Expanding a logarithmic expression: Problem type 2
Use the properties of logarithms to expand the following expression.
\[
\log \left(\frac{x^{7}}{z \sqrt[3]{y^{2}}}\right)
\]
Each logarithm should involve only one variable and should not have any radicals or exponents.
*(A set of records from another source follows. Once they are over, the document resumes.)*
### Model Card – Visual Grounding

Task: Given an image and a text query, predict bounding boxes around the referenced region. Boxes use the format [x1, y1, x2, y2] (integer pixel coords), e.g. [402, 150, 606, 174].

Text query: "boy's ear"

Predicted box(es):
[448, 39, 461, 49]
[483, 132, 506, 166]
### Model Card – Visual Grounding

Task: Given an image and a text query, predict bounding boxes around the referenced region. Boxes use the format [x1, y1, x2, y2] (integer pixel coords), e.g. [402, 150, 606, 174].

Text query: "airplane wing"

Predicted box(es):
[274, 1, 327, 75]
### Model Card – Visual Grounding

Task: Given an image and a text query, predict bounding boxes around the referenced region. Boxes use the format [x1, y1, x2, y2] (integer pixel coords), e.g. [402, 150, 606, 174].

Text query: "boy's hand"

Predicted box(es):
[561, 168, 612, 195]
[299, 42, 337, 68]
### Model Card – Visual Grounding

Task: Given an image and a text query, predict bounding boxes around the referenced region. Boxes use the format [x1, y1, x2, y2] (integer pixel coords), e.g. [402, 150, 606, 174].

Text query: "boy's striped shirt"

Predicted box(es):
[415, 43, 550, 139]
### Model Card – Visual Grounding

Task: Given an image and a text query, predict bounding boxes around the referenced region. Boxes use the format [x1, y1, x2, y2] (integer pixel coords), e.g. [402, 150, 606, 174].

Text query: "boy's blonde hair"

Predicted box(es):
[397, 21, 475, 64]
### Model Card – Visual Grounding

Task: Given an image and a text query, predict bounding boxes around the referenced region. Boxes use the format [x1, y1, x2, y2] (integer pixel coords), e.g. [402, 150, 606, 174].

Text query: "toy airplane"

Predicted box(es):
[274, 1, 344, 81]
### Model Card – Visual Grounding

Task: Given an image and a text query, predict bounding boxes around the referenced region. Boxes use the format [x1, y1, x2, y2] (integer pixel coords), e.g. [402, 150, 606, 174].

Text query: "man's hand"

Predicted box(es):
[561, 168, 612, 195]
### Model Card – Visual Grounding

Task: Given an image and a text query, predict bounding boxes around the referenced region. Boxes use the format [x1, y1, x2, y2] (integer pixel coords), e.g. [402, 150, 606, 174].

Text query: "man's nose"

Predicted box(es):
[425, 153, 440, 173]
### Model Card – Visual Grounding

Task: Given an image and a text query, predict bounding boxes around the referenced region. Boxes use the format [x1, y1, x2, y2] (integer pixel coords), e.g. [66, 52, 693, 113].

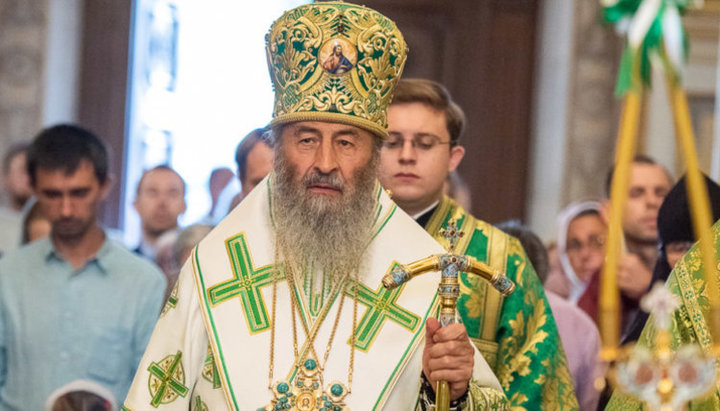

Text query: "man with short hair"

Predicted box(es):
[380, 79, 577, 409]
[133, 165, 187, 260]
[602, 154, 673, 326]
[230, 128, 274, 210]
[125, 2, 506, 410]
[0, 125, 165, 410]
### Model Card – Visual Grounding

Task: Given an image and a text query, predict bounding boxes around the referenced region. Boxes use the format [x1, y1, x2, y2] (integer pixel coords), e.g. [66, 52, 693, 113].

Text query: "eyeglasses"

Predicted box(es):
[383, 134, 450, 151]
[565, 235, 605, 253]
[665, 241, 693, 254]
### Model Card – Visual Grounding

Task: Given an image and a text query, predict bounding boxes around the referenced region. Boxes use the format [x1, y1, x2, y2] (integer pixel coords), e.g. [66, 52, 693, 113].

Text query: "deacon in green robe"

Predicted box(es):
[380, 79, 578, 410]
[606, 221, 720, 410]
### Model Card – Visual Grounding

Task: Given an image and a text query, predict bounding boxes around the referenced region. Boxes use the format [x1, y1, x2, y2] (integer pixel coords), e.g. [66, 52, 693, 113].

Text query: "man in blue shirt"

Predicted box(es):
[0, 125, 165, 410]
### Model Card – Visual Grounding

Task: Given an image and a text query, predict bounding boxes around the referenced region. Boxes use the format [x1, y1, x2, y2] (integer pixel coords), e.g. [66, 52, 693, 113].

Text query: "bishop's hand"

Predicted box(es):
[423, 318, 474, 401]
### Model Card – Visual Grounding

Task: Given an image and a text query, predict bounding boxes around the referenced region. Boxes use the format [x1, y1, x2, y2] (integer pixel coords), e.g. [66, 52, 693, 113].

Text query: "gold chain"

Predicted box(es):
[268, 278, 278, 389]
[268, 254, 358, 393]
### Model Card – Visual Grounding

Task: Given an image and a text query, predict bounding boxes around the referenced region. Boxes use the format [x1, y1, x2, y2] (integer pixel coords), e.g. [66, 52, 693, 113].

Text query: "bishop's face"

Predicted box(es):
[279, 121, 374, 208]
[272, 122, 380, 280]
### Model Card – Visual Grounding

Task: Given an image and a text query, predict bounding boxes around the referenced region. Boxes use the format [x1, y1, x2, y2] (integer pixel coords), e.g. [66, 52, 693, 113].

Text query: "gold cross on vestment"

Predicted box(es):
[440, 218, 465, 254]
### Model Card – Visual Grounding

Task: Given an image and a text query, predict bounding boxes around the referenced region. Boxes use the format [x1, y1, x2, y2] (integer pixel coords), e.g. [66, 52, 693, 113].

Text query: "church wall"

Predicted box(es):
[364, 0, 539, 223]
[0, 0, 48, 206]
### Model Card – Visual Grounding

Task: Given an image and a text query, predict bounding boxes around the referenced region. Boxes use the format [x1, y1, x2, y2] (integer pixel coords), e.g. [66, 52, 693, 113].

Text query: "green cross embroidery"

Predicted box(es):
[195, 395, 207, 411]
[160, 283, 178, 317]
[202, 347, 221, 389]
[208, 233, 276, 334]
[345, 263, 420, 352]
[148, 351, 189, 408]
You may assume that all variables are positive.
\[
\log \left(\frac{x^{7}}{z \sqrt[3]{y^{2}}}\right)=\square
\]
Answer
\(\boxed{\log \left(\frac{x^{7}}{z \sqrt[3]{y^{2}}}\right) = 7\log(x) - \log(z) - \frac{2}{3}\log(y)}\)
Step 1 :The given expression is a logarithm of a fraction, which can be split into the difference of two logarithms.
Step 2 :The numerator of the fraction is \(x^7\), which can be written as \(7*\log(x)\) using the property of logarithms that \(\log(a^b) = b*\log(a)\).
Step 3 :The denominator of the fraction is \(z*(y^{2/3})\), which can be split into \(\log(z) + (2/3)*\log(y)\) using the same property of logarithms.
Step 4 :Therefore, the expanded form of the given expression is \(7*\log(x) - \log(z) - (2/3)*\log(y)\).
Step 5 :\(\boxed{\log \left(\frac{x^{7}}{z \sqrt[3]{y^{2}}}\right) = 7\log(x) - \log(z) - \frac{2}{3}\log(y)}\)